The buyer will have their engineers look at your code. They are not just looking for bugs. They are looking for “Technical Debt.”

They want to know if the system can scale. They want to know if it is documented. They want to know if the entire infrastructure exists solely in the CTO’s head.

If your code is a spaghetti mess of patches and quick fixes, the buyer sees a cost. They calculate how much money they will have to spend to rewrite it.

They will deduct that cost from your purchase price.

Documentation is the only defense here. You need architectural diagrams. You need API documentation. You need a setup guide that explains how to deploy the application.

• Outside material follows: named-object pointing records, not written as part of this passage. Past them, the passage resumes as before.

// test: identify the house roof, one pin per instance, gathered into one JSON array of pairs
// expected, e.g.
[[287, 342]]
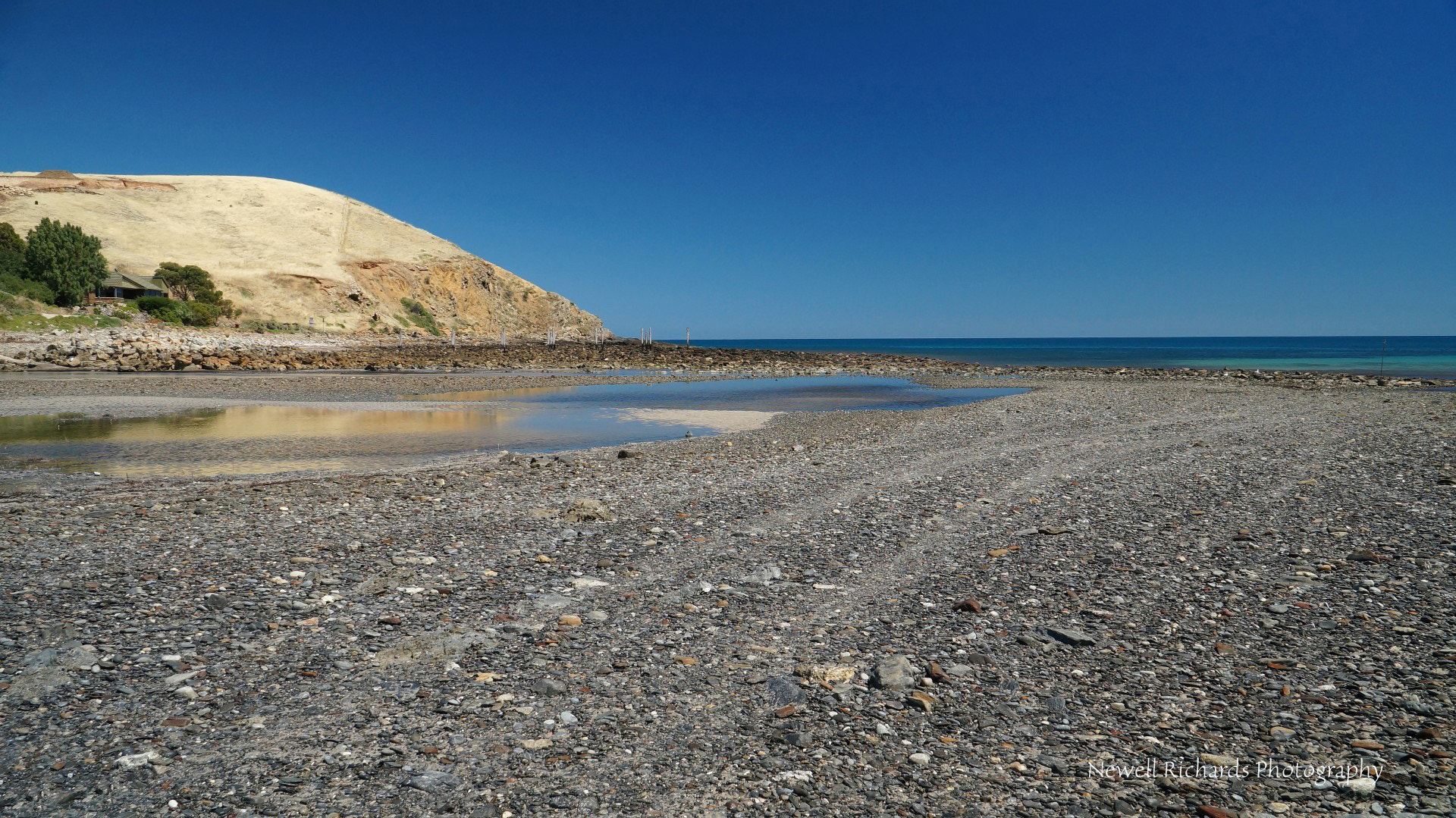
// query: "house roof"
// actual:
[[131, 281]]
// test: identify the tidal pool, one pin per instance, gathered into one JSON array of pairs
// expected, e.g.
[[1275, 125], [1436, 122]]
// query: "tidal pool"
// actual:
[[262, 440]]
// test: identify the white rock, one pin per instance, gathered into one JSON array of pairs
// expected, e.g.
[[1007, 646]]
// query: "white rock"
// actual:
[[139, 760]]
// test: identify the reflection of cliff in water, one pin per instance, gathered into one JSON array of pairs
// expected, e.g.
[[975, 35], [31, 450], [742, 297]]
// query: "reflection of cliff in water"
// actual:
[[249, 440], [262, 440], [74, 427]]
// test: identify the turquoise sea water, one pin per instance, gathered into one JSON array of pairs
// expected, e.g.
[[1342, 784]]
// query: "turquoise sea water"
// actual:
[[1423, 356]]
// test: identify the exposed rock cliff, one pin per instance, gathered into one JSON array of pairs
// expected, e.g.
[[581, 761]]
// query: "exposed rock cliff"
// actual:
[[289, 252]]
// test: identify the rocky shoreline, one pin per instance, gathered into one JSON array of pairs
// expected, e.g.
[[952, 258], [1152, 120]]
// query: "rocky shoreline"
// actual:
[[153, 351], [1103, 597]]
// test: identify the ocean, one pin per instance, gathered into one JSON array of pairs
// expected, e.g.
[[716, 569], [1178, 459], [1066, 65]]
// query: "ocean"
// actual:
[[1420, 356]]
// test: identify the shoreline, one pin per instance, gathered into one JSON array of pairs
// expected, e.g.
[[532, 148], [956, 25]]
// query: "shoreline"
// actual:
[[162, 349], [745, 625]]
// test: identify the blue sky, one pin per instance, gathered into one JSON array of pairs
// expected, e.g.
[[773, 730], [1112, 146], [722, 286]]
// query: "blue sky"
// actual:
[[819, 169]]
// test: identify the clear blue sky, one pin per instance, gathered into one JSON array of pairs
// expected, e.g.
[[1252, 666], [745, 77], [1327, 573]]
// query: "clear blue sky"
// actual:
[[817, 169]]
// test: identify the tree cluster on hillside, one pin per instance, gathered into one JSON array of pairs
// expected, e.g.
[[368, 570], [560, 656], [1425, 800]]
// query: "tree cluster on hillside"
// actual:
[[199, 302], [60, 264], [55, 264]]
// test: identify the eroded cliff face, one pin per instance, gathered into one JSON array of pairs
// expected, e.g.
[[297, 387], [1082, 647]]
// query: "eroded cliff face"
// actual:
[[290, 252]]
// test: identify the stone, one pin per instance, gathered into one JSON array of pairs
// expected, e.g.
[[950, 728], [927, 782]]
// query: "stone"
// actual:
[[922, 700], [764, 575], [139, 759], [894, 672], [435, 782], [587, 511], [1359, 786], [783, 691], [1071, 636]]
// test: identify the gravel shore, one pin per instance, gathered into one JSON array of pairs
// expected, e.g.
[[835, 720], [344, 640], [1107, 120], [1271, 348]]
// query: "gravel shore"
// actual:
[[1101, 597]]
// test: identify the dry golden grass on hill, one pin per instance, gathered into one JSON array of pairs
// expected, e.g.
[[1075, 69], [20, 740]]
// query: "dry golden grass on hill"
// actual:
[[289, 252]]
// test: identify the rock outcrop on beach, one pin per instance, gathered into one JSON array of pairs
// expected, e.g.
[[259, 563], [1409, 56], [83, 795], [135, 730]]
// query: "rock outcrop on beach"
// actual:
[[289, 252]]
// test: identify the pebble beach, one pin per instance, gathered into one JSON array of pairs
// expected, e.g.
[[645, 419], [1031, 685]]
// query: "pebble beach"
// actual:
[[1109, 596]]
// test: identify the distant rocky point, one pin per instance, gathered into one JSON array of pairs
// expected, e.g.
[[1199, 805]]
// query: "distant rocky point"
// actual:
[[289, 252]]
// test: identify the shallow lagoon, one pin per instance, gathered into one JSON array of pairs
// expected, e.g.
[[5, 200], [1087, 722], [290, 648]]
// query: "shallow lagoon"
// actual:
[[261, 440]]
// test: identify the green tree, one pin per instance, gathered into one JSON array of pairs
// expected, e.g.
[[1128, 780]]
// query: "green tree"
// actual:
[[66, 259], [12, 251], [196, 284], [14, 274]]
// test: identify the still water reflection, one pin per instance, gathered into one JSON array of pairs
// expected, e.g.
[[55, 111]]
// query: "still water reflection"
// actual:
[[259, 440]]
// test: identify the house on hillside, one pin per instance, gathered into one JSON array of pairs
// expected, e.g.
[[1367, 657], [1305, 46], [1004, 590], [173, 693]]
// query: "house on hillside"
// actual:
[[121, 286]]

This is the “Bus Factor” again. If your lead engineer gets hit by a bus, can the buyer’s team keep the lights on? If the answer is no, the deal is off.

The Emotional Audit

#

There is a human element to this process that we rarely discuss.

Due diligence is invasive. It feels personal. You have spent years building this baby, and now a stranger is calling it ugly.

They will question your decisions. They will ask why you hired your cousin. They will ask why you spent so much on that failed marketing campaign.

If you are not prepared, you will get defensive. You will get angry. And you might blow up the deal.

You have to detach.

You have to view your business as a product, not an extension of your soul. When they criticize the books, they are not criticizing your character. They are assessing an asset.

This is why keeping clean books is an act of self-care. It removes the emotion from the transaction. When the data is clean, there is nothing to argue about. The numbers are the numbers.

The Virtual Data Room

#

So what should you do today?

Start building your Virtual Data Room (VDR).

This is simply a secure folder structure in the cloud. Create folders for Corporate, Legal, Financial, HR, Technology, and Sales.

Every time you sign a contract, put a PDF in the Legal folder. Every time you close a month of books, put the reports in the Financial folder. Every time you file a tax return, file it away.

Make this a monthly ritual.

It sounds tedious. It is tedious.

But there is a secondary benefit. When you organize your information, you understand your business better. You spot the trends. You see the risks before they become disasters.

We also have to ask a question about the future of diligence. With AI capable of analyzing thousands of documents in seconds, will diligence get faster, or will it just get more granular? Will buyers use AI to find risks that humans used to miss?

We do not know yet. But we know that clarity never goes out of style.

Building a company is hard. Selling a company is harder.

Do not let a missing signature or a messy spreadsheet be the reason you don’t cross the finish line.